During the civil rights movement, mass marches were held to demonstrate the desire of Black Americans to exercise their constitutional right to vote.
A local history professor tells the On Your Side team there are direct connections to the era and what happened during the gatherings amid the trial over Ahmaud Arbery's death.
In 1965, Rev. Martin Luther King Jr. called on all ministers, regardless of faith or race, to come with him to finish the march from Selma to the Alabama capitol in Montgomery.
Alongside him during the 54-mile trip protesting Jim Crow Laws was Rev. Jesse Jackson.
“So, the fact that Rev. Jackson, who was also with Dr. King when he was assassinated in Memphis in '68, called on ministers to come to Glynn County and support the concept of justice was a direct connection to the civil rights struggles of the past," Michael Butler, Kenan Professor of History at Flagler College said.
And, the images almost 60 years later – not much different.
Jackson came to Brunswick after defense attorney Kevin Gough, who represents William ‘Roddie’ Bryan, made controversial comments last week.
"We don’t want any more Black pastors coming in here," Gough said.
He even asked the judge to prohibit the reverend from attending court with the family and to monitor and track those who do come into the courtroom.
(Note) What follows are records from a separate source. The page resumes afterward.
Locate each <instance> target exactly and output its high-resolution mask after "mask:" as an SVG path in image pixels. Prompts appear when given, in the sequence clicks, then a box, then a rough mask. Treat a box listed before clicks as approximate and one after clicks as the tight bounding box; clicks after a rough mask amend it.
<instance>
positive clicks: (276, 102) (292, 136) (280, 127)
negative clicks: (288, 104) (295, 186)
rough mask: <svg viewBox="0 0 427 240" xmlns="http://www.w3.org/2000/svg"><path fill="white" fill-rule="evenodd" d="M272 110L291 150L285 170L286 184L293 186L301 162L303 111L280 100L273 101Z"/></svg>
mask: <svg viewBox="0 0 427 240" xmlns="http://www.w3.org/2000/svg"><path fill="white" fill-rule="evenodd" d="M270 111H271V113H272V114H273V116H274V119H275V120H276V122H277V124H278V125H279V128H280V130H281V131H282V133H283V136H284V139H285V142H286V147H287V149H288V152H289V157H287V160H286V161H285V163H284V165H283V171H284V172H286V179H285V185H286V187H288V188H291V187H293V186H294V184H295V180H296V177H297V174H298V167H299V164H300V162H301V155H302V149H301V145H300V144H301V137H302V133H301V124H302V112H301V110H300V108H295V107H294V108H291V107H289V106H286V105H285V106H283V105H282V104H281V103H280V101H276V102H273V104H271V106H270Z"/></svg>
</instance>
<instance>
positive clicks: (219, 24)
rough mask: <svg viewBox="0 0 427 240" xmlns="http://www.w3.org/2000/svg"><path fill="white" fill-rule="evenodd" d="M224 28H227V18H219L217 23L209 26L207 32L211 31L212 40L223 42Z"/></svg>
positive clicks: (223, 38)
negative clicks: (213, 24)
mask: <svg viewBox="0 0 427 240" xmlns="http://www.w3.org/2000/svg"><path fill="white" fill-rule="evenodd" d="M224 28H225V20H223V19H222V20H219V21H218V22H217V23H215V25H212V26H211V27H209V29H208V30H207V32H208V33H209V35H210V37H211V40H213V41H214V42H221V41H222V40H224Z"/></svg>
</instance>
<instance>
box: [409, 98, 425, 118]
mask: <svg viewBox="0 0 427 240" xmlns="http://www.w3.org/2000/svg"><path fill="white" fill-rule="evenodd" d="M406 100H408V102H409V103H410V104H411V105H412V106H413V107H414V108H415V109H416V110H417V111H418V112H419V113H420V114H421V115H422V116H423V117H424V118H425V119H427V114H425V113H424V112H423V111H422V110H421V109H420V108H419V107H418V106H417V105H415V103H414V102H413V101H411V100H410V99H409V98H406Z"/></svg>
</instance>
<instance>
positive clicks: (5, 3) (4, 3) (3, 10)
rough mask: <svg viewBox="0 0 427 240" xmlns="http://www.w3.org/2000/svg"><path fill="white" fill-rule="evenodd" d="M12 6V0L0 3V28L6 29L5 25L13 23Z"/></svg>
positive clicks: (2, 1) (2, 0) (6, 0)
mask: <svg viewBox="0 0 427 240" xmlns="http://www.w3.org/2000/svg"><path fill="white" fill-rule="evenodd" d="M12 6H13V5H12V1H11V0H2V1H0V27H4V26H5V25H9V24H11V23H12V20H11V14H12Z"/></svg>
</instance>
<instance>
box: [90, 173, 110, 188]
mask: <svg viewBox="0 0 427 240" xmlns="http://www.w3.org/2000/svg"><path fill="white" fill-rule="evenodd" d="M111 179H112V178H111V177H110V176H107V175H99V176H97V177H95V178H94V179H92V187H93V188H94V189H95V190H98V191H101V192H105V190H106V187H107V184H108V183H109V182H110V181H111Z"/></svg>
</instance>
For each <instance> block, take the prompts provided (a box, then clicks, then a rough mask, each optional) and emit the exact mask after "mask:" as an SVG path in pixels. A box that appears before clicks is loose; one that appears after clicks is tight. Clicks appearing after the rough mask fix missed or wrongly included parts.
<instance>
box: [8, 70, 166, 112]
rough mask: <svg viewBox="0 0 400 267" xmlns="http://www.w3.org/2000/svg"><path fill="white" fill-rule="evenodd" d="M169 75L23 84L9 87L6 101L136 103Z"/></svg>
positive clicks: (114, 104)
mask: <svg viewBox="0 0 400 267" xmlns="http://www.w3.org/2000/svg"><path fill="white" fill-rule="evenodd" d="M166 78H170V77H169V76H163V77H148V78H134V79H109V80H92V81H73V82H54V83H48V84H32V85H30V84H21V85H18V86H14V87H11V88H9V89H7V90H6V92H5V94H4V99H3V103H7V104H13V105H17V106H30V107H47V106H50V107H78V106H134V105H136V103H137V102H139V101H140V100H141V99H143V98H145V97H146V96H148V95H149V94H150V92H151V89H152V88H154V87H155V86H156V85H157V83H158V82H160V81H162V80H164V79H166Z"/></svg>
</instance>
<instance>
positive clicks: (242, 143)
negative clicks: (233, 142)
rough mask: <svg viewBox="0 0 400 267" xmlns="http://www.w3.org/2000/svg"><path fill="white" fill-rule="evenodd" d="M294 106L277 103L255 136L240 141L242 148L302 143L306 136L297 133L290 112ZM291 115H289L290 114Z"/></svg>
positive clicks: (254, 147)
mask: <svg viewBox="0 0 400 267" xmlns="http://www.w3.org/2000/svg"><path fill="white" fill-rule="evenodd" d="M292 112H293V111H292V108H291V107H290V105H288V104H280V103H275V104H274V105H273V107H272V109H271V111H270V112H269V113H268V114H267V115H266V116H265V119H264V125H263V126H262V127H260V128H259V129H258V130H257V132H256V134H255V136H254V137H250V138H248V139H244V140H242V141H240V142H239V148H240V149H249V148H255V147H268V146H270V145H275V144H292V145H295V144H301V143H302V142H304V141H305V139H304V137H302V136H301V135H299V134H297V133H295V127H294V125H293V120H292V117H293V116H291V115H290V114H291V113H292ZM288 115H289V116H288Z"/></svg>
Gough said he made the motion because he thinks high-profile Black pastors could influence the jury.
In response, Jackson invited Black ministers from across the country to join him in Brunswick for a ‘Wall of Prayer’ and 'Justice for Ahmaud' march.
Professor Butler says the mass march strategy is also one that stems from the 1960s.
“It's meant to justify social change, and to help focus attention on the injustices that exist," he explained. "Removing people from a court of law because of who they are, or what their color is, or what their occupation is, is fundamentally un-American. And the call for ministers from across America to come and expose that injustice is a classic civil rights tactic.”